Another high-speed testing unit is taking shape in the USA, where a consortium of Massachussets-based Omtram Inc, BNSF and the Federal Railroad Administration is developing Ground-Penetrating Radar for assessment of subgrade condition. A test unit mounted on a road-rail vehicle has uncovered a growing range of subgrade failure modes following the introduction of heavier freight wagons. However, the test rig is limited to around 50 km/h. Detailed specifications are now being drawn up for a GPR test car able to run at up to 120 km/h, with the aim of placing orders at the end of this year for three vehicles - one for each partner.
Faster and more detailed monitoring generates huge quantities of data to be analysed and stored. As an example, a laser scan of a tunnel bore recently undertaken by Bentley Solutions, Amberg Measuring Technique and Leica Geosystems produced 9 million recording points from a length of just 190m. Bentley has developed a software package that can correlate the results, develop a series of cross-sections and relate them back to the original CAD drawings of the tunnel, based on its MicroStation processing platform.
Railway Engineering 2004 included a session on development of the Citybanan cross-city suburban rail tunnel in Stockholm, looking at track alignment, optimising the capacity of junction layouts, and design of the stations and metro interchanges.
Whilst track and infrastructure issues dominated many of the papers, rolling stock developments included work by the Korean Railway Research Institute on active tilt designs and automatic stepping boards to cover the gaps between trains and curved platforms on the Seoul metro.
The Railway Gazette award for the best paper on innovation went to Rajiv Upadhyay of India’s Northeast Frontier Railway (photo), who has been working on a low-cost vehicle-mounted hotbox detector in conjunction with Northern Railway’s Moradebad workshops.
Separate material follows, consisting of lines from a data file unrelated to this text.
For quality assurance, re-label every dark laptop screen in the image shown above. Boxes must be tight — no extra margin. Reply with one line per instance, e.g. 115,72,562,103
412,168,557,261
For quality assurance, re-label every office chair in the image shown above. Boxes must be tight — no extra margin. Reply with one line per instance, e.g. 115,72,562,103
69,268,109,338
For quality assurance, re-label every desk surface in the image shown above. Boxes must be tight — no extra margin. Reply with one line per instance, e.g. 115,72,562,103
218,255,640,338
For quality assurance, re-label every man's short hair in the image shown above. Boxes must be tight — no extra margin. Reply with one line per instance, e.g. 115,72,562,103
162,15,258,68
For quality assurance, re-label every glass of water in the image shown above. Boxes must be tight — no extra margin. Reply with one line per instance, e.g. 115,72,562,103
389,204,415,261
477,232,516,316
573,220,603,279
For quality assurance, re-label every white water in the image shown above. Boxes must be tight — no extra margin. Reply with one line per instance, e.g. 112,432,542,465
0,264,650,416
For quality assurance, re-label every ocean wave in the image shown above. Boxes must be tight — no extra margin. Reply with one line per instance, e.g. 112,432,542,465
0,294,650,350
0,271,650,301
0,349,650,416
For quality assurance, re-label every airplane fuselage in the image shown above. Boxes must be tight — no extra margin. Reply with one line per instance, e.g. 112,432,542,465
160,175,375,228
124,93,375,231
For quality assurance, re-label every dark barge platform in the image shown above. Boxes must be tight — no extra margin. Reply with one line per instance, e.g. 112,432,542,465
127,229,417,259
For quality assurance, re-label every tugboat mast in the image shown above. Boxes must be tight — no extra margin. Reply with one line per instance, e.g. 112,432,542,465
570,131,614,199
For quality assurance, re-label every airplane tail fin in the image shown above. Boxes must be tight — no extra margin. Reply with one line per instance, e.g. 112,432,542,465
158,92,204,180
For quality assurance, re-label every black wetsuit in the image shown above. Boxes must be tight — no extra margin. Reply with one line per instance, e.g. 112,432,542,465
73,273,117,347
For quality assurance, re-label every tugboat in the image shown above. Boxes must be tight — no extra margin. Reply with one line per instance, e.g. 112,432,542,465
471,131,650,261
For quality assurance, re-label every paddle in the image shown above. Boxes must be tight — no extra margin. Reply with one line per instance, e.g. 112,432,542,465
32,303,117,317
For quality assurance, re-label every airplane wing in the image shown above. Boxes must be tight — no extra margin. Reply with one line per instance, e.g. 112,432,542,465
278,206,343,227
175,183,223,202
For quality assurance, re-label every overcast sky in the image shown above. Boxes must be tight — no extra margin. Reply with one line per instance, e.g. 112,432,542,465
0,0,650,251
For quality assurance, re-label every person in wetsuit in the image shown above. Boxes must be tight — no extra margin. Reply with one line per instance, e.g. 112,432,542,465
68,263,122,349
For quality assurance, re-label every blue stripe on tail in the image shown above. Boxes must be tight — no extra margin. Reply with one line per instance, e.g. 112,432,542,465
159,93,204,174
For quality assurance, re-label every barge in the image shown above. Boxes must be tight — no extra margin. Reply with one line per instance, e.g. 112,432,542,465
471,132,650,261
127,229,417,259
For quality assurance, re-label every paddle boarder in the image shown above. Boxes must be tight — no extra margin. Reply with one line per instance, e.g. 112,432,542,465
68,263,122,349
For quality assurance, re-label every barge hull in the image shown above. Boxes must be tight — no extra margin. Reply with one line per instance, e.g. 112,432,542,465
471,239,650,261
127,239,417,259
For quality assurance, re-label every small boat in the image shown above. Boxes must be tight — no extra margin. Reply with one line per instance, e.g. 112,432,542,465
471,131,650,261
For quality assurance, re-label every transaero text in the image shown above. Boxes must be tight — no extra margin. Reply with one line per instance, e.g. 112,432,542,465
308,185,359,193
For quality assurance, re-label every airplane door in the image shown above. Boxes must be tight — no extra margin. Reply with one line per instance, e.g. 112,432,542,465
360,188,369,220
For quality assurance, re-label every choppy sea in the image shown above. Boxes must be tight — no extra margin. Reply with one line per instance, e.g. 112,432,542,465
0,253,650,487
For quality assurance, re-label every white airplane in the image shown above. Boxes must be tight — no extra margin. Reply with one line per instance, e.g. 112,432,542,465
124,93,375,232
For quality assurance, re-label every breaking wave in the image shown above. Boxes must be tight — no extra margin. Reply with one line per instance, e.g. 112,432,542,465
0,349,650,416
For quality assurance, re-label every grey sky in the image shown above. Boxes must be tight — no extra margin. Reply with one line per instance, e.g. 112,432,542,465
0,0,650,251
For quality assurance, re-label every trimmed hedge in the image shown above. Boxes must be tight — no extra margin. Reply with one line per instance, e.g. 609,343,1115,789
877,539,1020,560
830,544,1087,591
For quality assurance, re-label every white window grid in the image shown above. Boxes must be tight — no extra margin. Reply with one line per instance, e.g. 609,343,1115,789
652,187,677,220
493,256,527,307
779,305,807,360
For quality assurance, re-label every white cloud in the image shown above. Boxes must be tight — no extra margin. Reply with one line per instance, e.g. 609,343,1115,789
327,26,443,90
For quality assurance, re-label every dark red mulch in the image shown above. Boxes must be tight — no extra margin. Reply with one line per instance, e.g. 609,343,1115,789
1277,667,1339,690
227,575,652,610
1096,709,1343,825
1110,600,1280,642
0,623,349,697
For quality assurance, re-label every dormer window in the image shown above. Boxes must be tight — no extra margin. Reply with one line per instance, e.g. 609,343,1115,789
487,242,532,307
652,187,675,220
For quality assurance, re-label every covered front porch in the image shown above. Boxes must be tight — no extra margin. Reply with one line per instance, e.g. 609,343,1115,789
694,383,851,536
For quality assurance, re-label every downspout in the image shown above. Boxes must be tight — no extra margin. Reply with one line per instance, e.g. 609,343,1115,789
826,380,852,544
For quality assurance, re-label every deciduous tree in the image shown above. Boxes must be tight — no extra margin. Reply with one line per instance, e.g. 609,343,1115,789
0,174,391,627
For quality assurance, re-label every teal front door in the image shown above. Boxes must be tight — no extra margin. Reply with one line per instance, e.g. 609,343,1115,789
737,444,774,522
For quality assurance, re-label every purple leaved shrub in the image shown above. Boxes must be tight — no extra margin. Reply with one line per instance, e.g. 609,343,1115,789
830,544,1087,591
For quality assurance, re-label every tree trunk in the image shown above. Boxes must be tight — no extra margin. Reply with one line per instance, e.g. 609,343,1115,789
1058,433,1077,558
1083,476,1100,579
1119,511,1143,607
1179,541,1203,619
This followed a fatal accident in 1999 when a wagon derailed into the path of an oncoming express due to a bearing failure.
IR ruled out the use of electronic sensors due to the cost and technical problems of fitting them to a large wagon fleet. The Upadhyay Sensor uses a spring-loaded valve attached to the brake pipe, which is held closed by an alloy plug designed to melt at 85íC. In the event of a bearing running dangerously hot, the valve opens and brings the train to a safe halt. A rake of five vehicles has been tested successfully, despite wear problems caused by asymmetric movement of the axle bearings within the bogie. The team are now working on a stainless steel version, which would also eliminate the problem of the prototype brass valves being stolen for their scrap value.